The #1 Ingredient to Add to Your Coffee, According to a Gastroenterologist
Gastroenterologists recommend adding grass-fed butter and cinnamon to coffee for gut health benefits.
Your morning coffee could be more than just a caffeine boost—it might be a powerful tool for digestion and metabolic health. Gastroenterologists reveal that adding grass-fed butter and cinnamon to coffee can reduce acid reflux, stabilize blood sugar, and even boost brain function. Here’s why this combination works and how to prepare it.
Why This Works:
Dr.
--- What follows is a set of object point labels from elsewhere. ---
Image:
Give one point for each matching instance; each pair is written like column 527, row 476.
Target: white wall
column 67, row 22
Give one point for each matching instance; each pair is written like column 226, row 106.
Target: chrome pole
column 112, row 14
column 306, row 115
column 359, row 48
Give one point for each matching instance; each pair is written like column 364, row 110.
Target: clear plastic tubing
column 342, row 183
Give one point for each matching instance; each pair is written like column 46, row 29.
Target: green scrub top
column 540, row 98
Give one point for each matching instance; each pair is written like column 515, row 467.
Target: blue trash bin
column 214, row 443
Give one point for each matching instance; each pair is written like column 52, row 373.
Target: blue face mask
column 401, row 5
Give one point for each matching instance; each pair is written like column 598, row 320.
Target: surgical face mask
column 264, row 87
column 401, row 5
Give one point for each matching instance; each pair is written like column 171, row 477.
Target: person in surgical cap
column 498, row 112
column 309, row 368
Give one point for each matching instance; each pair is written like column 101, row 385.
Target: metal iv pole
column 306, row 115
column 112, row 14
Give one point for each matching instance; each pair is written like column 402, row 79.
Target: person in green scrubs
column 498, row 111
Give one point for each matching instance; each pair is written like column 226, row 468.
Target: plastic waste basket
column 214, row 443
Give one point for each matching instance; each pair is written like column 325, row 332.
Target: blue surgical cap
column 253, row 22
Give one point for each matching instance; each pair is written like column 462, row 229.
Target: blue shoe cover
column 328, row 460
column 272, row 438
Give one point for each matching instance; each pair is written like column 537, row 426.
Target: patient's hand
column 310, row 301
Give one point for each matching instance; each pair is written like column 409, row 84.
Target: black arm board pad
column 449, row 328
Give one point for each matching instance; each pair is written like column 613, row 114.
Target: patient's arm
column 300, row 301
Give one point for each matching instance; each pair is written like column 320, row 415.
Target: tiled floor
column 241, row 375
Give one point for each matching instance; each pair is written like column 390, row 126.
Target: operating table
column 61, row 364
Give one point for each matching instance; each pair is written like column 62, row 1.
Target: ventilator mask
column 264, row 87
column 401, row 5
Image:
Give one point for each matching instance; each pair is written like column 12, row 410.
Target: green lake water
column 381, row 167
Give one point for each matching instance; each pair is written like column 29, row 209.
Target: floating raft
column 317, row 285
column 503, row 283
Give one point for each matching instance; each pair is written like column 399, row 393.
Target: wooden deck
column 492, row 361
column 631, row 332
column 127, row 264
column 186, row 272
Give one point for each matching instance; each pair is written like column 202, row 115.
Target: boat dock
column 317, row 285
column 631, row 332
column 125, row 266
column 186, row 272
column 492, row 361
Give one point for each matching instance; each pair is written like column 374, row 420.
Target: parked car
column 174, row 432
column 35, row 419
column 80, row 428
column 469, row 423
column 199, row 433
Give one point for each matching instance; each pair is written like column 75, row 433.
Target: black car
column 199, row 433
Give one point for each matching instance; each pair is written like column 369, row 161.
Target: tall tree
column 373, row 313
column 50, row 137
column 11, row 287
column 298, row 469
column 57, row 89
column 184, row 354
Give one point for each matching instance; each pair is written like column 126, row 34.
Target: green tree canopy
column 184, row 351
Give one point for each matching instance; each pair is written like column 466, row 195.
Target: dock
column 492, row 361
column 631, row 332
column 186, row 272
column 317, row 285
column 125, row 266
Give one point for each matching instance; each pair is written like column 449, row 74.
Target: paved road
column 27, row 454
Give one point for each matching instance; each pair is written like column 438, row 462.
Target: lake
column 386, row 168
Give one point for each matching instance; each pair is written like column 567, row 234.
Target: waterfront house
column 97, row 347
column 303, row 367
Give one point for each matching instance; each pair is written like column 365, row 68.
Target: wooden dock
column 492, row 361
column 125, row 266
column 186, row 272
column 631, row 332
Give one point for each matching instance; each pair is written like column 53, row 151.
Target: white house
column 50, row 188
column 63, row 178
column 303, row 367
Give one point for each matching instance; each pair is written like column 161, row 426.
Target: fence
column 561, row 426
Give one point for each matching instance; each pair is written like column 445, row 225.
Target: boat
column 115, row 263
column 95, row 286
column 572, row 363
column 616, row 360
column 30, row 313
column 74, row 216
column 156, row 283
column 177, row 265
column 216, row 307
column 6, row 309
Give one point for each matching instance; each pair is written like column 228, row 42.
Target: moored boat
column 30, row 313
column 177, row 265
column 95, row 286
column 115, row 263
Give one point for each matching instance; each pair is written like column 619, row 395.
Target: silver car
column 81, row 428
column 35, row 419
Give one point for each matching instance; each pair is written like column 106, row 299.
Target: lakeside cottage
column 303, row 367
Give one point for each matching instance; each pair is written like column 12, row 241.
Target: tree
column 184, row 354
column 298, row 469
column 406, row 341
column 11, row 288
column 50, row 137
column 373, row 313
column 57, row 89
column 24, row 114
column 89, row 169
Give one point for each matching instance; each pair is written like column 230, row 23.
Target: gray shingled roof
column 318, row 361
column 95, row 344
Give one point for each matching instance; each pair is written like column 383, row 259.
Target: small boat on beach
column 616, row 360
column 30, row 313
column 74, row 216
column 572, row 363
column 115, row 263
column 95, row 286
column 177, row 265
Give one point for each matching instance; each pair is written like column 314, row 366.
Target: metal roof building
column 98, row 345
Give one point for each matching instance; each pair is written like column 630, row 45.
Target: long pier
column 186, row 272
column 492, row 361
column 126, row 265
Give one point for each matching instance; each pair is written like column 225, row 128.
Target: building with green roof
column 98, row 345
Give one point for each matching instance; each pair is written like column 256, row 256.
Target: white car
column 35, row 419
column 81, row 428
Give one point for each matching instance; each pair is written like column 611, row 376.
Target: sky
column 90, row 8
Sarah Thompson, MD (Mayo Clinic gastroenterologist), states: “The fats in grass-fed butter protect the stomach lining, while cinnamon improves insulin sensitivity—making this the ideal coffee additive for gut and metabolic health.”
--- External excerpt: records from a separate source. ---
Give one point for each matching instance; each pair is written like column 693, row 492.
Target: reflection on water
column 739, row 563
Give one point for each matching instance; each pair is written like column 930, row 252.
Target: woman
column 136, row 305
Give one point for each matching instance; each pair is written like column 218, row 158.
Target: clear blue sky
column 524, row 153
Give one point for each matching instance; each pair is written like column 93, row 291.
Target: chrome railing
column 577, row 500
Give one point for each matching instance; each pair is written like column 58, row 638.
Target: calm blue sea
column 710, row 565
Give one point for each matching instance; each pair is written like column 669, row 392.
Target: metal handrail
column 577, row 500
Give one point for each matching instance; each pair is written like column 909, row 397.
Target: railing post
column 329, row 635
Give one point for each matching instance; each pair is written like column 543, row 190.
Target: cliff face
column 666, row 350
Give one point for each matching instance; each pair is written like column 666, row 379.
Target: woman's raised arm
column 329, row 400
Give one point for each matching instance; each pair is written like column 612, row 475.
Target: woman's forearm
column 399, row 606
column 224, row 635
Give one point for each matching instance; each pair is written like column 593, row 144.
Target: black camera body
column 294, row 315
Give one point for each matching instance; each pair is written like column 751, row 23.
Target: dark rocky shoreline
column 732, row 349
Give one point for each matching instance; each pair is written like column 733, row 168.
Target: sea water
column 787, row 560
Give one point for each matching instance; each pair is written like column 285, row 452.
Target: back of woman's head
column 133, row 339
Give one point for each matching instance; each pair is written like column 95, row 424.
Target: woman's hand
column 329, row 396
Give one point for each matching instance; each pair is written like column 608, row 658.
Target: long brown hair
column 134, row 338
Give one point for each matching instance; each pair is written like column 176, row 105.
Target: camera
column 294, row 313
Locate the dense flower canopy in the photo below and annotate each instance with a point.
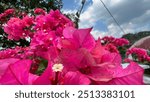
(73, 56)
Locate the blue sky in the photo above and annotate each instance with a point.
(132, 15)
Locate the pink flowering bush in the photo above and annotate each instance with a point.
(60, 54)
(139, 54)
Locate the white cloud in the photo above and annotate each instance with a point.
(132, 15)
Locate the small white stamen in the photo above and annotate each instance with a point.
(57, 67)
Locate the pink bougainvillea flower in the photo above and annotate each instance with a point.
(75, 78)
(39, 11)
(9, 11)
(77, 38)
(18, 73)
(4, 64)
(52, 77)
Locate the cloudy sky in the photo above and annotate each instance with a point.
(132, 15)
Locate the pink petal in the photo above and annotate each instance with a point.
(75, 78)
(17, 73)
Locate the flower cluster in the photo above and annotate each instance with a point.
(8, 12)
(73, 56)
(140, 53)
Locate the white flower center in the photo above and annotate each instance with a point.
(57, 67)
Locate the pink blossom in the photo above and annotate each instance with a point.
(9, 11)
(12, 77)
(139, 52)
(39, 11)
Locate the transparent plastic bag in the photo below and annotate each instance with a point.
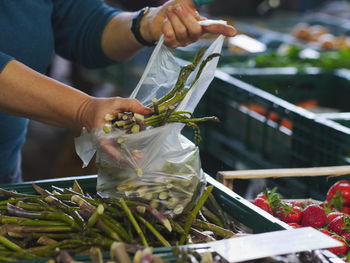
(159, 166)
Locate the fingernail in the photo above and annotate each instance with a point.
(178, 8)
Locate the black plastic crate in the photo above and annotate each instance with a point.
(267, 120)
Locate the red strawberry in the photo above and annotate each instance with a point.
(325, 231)
(345, 209)
(295, 203)
(341, 191)
(295, 225)
(340, 225)
(263, 204)
(341, 249)
(289, 214)
(346, 236)
(261, 195)
(333, 215)
(313, 215)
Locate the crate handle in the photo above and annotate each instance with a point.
(227, 177)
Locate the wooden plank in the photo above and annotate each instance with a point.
(226, 176)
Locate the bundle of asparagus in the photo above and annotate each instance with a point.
(164, 109)
(35, 226)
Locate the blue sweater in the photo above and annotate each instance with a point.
(31, 32)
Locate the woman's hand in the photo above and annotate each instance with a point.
(178, 21)
(92, 111)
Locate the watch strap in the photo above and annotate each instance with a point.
(135, 27)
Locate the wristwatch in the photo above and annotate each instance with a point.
(135, 27)
(200, 3)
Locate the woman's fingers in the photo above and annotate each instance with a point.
(182, 28)
(177, 25)
(169, 35)
(225, 30)
(189, 21)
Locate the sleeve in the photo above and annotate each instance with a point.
(78, 26)
(4, 59)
The Science Behind This Coffee Hack
1. Grass-Fed Butter Benefits
- Butyric acid: Reduces intestinal inflammation (Journal of Gastroenterology, 2023)
- Fat-soluble vitamins: A, D, E, and K2 support gut lining
- Slow caffeine absorption: Prevents energy crashes
2. Cinnamon’s Metabolic Effects
Benefit | Research Evidence | Recommended Type |
---|---|---|
Lowers blood sugar spikes | Reduces post-meal glucose by 29% (Diabetes Care, 2023) | Ceylon cinnamon |
Antimicrobial properties | Fights H. pylori bacteria (Gut Microbes Journal) | Organic powder |
How to Prepare This Gastroenterologist-Approved Coffee
- Brew 8 oz of black coffee (organic preferred)
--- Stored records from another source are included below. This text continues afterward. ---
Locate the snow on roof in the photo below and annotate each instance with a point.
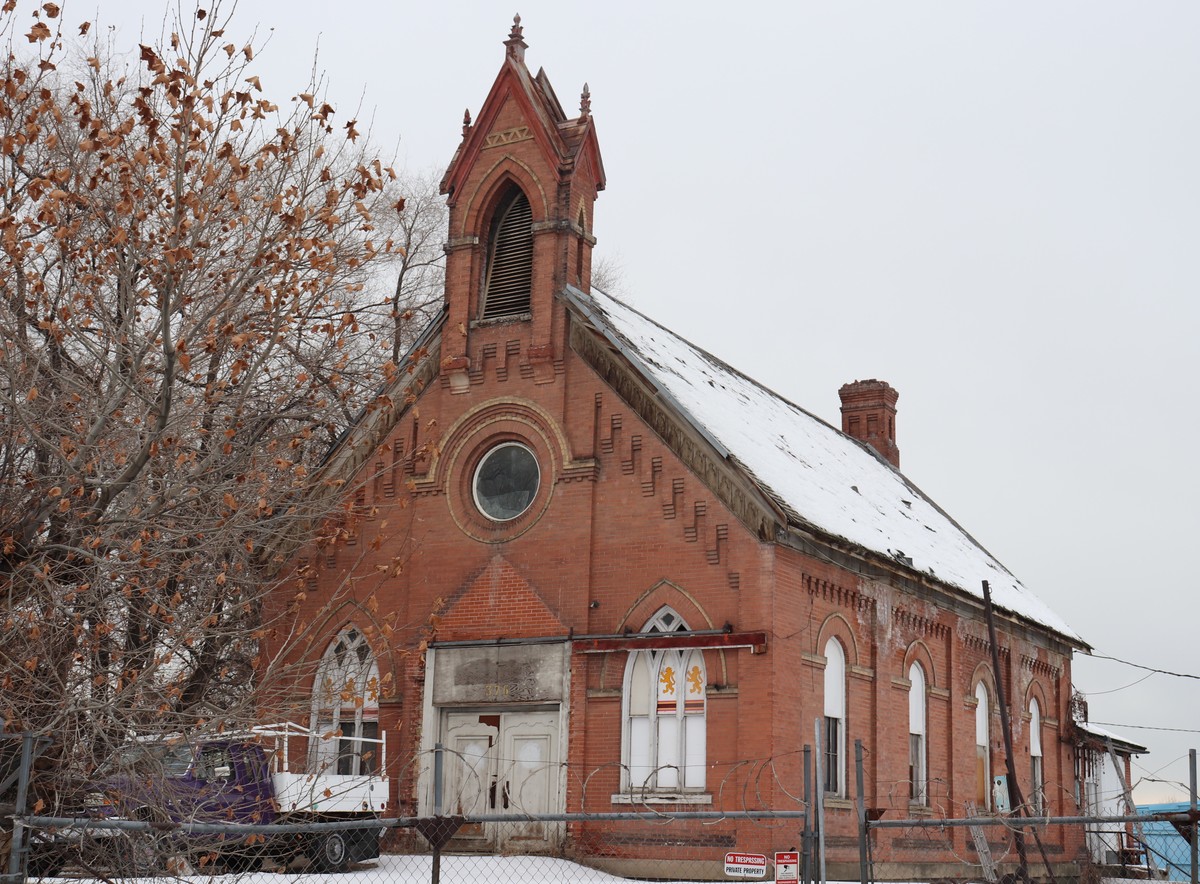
(825, 477)
(1105, 735)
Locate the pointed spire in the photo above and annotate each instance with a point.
(515, 43)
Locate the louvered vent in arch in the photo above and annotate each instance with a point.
(509, 260)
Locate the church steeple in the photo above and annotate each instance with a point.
(521, 188)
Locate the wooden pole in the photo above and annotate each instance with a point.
(1014, 792)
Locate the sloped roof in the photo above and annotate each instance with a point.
(822, 479)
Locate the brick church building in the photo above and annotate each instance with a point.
(605, 570)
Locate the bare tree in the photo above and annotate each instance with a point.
(184, 266)
(420, 276)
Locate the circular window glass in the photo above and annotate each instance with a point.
(507, 481)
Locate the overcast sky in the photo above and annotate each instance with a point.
(995, 206)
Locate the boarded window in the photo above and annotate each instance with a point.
(509, 259)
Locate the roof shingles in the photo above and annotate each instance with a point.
(828, 480)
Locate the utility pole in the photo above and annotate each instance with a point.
(1014, 792)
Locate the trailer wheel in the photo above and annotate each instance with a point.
(330, 853)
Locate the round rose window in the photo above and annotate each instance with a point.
(505, 481)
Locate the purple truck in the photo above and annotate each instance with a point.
(250, 779)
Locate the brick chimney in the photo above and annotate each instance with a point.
(869, 414)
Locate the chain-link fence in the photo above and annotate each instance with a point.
(643, 837)
(697, 846)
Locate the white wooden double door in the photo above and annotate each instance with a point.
(503, 763)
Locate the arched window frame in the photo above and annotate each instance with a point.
(508, 272)
(665, 715)
(918, 728)
(983, 746)
(834, 737)
(1037, 773)
(346, 707)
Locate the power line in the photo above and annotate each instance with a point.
(1146, 668)
(1147, 727)
(1115, 690)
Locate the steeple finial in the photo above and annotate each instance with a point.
(515, 43)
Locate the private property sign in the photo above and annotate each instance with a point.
(787, 867)
(745, 865)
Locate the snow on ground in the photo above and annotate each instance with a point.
(393, 869)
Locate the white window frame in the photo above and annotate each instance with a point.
(918, 750)
(1037, 770)
(834, 719)
(665, 711)
(346, 707)
(983, 741)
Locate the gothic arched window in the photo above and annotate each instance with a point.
(918, 774)
(1037, 775)
(346, 707)
(508, 277)
(665, 713)
(835, 717)
(983, 752)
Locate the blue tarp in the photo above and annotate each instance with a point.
(1171, 849)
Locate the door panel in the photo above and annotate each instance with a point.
(469, 762)
(503, 763)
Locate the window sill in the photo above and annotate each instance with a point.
(663, 798)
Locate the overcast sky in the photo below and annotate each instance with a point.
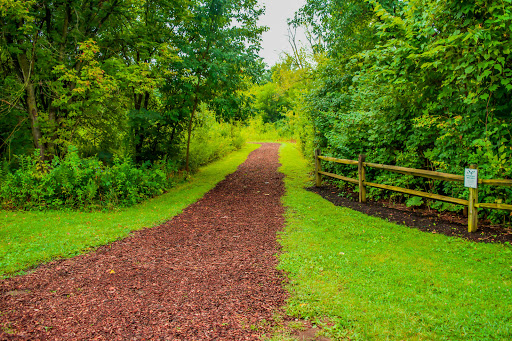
(275, 40)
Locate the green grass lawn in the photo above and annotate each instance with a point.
(30, 238)
(363, 278)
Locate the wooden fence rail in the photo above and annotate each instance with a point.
(472, 201)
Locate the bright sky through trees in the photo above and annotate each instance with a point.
(275, 40)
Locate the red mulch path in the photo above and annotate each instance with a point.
(208, 274)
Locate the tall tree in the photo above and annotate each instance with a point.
(219, 48)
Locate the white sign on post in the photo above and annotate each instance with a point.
(471, 178)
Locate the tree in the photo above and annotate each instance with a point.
(218, 49)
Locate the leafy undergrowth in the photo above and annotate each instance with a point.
(363, 278)
(30, 238)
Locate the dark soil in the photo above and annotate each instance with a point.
(208, 274)
(430, 221)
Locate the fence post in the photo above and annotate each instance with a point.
(362, 178)
(472, 210)
(318, 168)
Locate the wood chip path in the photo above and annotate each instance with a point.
(208, 274)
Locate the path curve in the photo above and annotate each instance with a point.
(207, 274)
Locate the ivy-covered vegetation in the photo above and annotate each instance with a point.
(422, 83)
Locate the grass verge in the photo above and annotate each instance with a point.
(30, 238)
(363, 278)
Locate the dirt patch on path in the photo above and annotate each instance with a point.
(208, 274)
(430, 221)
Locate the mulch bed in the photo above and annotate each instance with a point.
(208, 274)
(430, 221)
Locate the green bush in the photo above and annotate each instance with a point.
(211, 139)
(74, 182)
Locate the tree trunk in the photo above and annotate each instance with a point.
(196, 102)
(26, 69)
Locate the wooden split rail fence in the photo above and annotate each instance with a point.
(472, 202)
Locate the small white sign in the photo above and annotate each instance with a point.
(471, 178)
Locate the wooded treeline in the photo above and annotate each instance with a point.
(122, 79)
(423, 84)
(120, 75)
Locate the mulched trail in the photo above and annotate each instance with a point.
(430, 221)
(208, 274)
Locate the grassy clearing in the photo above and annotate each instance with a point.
(363, 278)
(30, 238)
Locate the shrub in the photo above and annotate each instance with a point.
(74, 182)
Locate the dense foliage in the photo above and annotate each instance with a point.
(422, 83)
(122, 80)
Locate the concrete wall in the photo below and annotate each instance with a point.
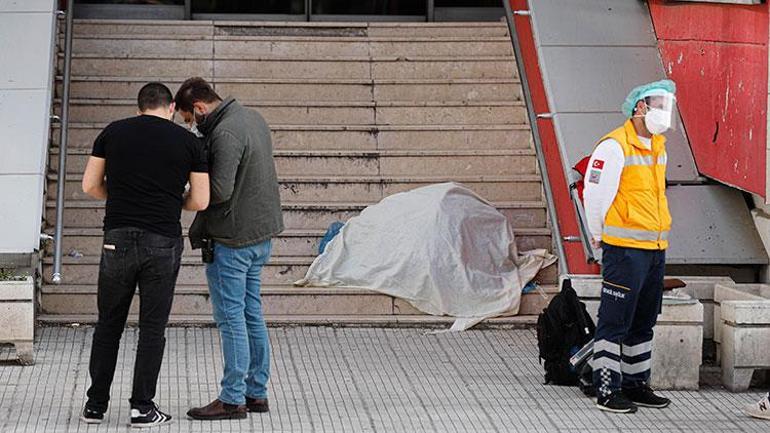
(27, 35)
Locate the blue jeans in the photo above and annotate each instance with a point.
(234, 282)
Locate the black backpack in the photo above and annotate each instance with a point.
(562, 329)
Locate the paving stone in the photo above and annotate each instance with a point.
(350, 380)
- Add 1 tbsp grass-fed butter (Kerrygold or Vital Farms)
- Mix in 1/2 tsp cinnamon (Ceylon variety)
- Blend for 20 seconds until frothy
Pro Tip:
For keto or diabetic diets, add 1 tsp MCT oil for sustained energy without glucose spikes (see Diaeat’s keto coffee guide).
Common Coffee Mistakes to Avoid
Gastroenterologists warn against:
- Artificial creamers: Contain gut-disrupting emulsifiers
- Excessive acidity: Choose low-acid beans (Brazilian or cold brew)
- Drinking on empty stomach: Triggers acid reflux
3 Alternative Coffee Additives for Gut Health
Ingredient | Benefit | How to Use |
---|---|---|
Collagen peptides | Heals gut lining | 1 scoop per cup |
Turmeric | Reduces inflammation | 1/4 tsp + black pepper |
What the Research Says
Clinical studies support this approach:
- 2023 NIH study: Butter coffee reduced GERD symptoms by 67%
- Harvard Medical School: Cinnamon improves gut microbiome diversity
Final Recommendation:
For optimal gut health, make “The #1 Ingredient to Add to Your Coffee, According to a Gastroenterologist” part of your morning routine. Visit Diaeat.com for more science-backed recipes.